Consequently, according to the Wall Street Journal, “America’s identity as a unified nation is eroding, with Republican- and Democratic-led states dividing into separate spheres, each with its own policies governing the economic, social, and political rules of life.” Less than 20 percent of Americans now live in a state where the minority party has a meaningful voice in governance. A recent Harvard analysis found that 98 to 99 percent of Americans live in areas segregated by partisanship.
But without political debate, competition, and compromise, the views and needs of America’s very disparate population are underrepresented. And if Americans feel they are facing “taxation without representation,” we are back where we started when our drive for independence from England began.
A movement that “transformed American culture”
Dr. Ellis ends The Quartet with the approval of the US Constitution and the ascension of George Washington to the presidency. So we might ask ourselves: What continued to unify the new nation once its widely disparate people achieved the purpose for which they originally came together?
The answer is spiritual, not political.
According to historian Thomas S. Kidd, the Second Great Awakening that began in the 1790s catalyzed an explosive movement of churches, church membership, and personal conversion.
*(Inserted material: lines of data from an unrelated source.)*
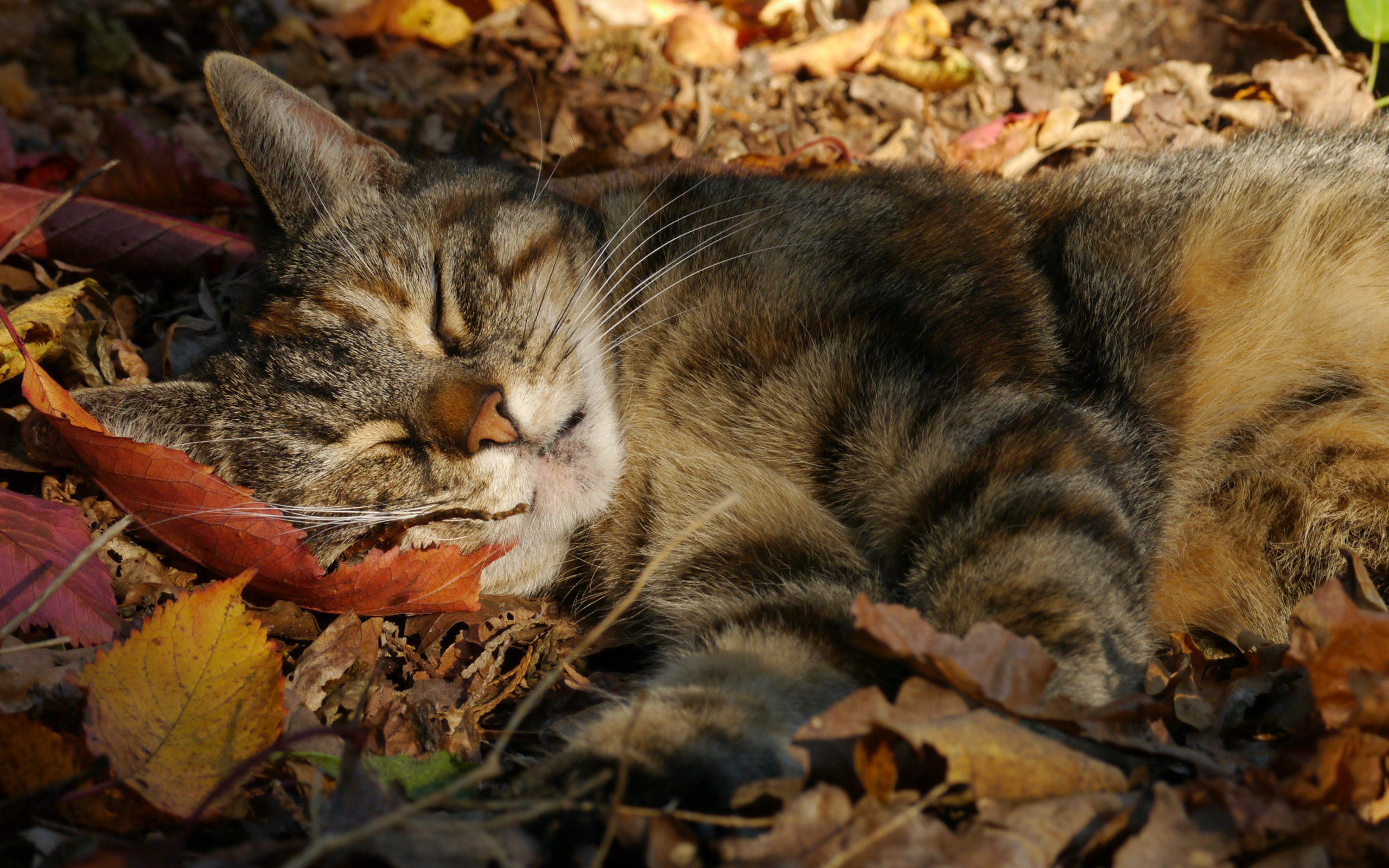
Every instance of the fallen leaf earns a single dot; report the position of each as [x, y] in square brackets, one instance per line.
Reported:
[39, 323]
[36, 675]
[400, 581]
[1348, 771]
[159, 175]
[1346, 653]
[34, 756]
[437, 21]
[1317, 90]
[825, 56]
[698, 39]
[1028, 834]
[227, 529]
[38, 541]
[990, 663]
[1170, 839]
[326, 660]
[985, 750]
[187, 699]
[118, 238]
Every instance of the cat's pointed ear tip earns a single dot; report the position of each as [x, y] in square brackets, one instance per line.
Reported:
[224, 67]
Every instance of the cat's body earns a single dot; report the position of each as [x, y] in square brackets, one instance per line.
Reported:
[1097, 407]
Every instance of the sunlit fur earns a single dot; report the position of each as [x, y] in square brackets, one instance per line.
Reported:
[1097, 407]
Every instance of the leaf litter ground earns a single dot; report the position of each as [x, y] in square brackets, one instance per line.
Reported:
[149, 716]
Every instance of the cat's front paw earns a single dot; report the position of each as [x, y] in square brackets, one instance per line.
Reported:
[688, 748]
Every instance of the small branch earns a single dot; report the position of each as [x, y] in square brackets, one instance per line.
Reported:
[624, 767]
[49, 212]
[67, 574]
[888, 828]
[1323, 35]
[490, 767]
[34, 646]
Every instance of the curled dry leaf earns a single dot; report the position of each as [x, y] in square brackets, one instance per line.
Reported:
[698, 39]
[39, 323]
[437, 21]
[187, 699]
[1346, 653]
[118, 238]
[227, 529]
[990, 663]
[985, 750]
[827, 56]
[38, 541]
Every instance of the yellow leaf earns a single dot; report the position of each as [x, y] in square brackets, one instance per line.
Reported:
[39, 321]
[437, 21]
[949, 73]
[986, 752]
[188, 698]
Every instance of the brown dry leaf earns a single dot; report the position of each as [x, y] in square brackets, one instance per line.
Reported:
[188, 698]
[698, 39]
[28, 678]
[327, 660]
[159, 175]
[807, 822]
[827, 56]
[1317, 90]
[990, 663]
[1170, 839]
[1346, 653]
[1346, 773]
[34, 756]
[986, 752]
[1030, 834]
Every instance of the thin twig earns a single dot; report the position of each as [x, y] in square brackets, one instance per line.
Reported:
[34, 646]
[1321, 34]
[67, 574]
[49, 212]
[888, 828]
[624, 767]
[490, 767]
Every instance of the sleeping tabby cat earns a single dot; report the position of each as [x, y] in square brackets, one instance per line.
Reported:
[1098, 406]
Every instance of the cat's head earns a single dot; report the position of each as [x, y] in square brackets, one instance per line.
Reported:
[425, 338]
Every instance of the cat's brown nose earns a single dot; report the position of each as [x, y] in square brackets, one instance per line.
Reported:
[490, 425]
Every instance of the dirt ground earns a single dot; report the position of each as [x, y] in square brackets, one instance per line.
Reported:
[1242, 757]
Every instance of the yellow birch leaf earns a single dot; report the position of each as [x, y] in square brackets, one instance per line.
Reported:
[39, 321]
[187, 699]
[437, 21]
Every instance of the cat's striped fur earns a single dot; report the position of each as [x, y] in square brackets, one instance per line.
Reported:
[1098, 406]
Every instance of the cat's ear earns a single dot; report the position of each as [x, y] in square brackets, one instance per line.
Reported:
[303, 159]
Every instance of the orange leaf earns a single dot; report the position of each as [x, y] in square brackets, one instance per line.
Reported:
[990, 663]
[187, 699]
[1346, 653]
[38, 541]
[402, 581]
[34, 756]
[227, 529]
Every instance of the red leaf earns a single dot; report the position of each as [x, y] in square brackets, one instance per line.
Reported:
[403, 581]
[159, 175]
[227, 529]
[125, 239]
[38, 541]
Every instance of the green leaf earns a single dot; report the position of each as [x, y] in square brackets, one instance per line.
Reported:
[1370, 18]
[417, 777]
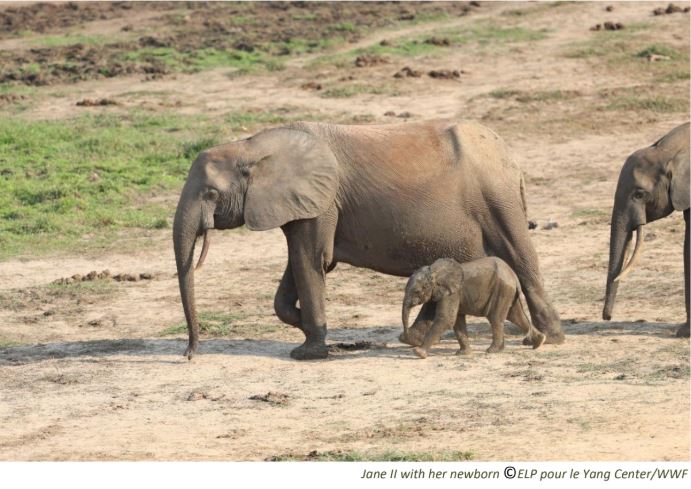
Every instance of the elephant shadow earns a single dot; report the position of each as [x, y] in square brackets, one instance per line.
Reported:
[345, 344]
[631, 328]
[354, 342]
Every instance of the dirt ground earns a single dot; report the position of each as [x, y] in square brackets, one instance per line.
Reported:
[93, 376]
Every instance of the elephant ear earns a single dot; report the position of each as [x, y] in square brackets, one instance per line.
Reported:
[679, 188]
[295, 177]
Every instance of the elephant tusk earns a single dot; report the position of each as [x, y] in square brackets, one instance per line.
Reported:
[205, 249]
[636, 255]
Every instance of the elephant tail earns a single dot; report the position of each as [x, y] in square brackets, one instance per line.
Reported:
[523, 199]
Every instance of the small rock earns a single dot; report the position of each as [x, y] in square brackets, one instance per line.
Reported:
[438, 41]
[613, 26]
[407, 72]
[445, 74]
[275, 398]
[652, 58]
[370, 60]
[550, 224]
[197, 396]
[311, 86]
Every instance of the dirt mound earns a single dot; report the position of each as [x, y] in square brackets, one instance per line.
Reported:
[193, 33]
[51, 17]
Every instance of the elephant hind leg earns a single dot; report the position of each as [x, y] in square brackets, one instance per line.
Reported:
[460, 328]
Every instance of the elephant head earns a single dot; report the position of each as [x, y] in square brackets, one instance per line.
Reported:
[429, 283]
[653, 182]
[265, 181]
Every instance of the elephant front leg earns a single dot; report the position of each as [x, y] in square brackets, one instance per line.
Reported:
[683, 331]
[309, 257]
[446, 314]
[421, 326]
[286, 298]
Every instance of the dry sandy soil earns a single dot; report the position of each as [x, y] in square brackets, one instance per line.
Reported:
[93, 378]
He writes that this awakening “spawned an incredible array of reform, publication, and missionary agencies that transformed American culture and sent the Christian gospel to the far corners of the earth.”
Such spiritual unity amid cultural diversity should not surprise us: early Christians were even more disparate than early Americans (Acts 2:9–11), but they were “filled with the Spirit” (v. 2) and therefore united in biblical truth, community, worship, and prayer (v. 42).
Accordingly, “every day, in the temple and from house to house, they did not cease teaching and preaching that the Christ is Jesus” (Acts 5:42), as “the word of God continued to increase, and the number of disciples multiplied greatly” (Acts 6:7).
As a result, their movement “turned the world upside down” (Acts 17:6).
When we are as submitted to the Spirit as they were, do you believe God will use us as powerfully as he used them?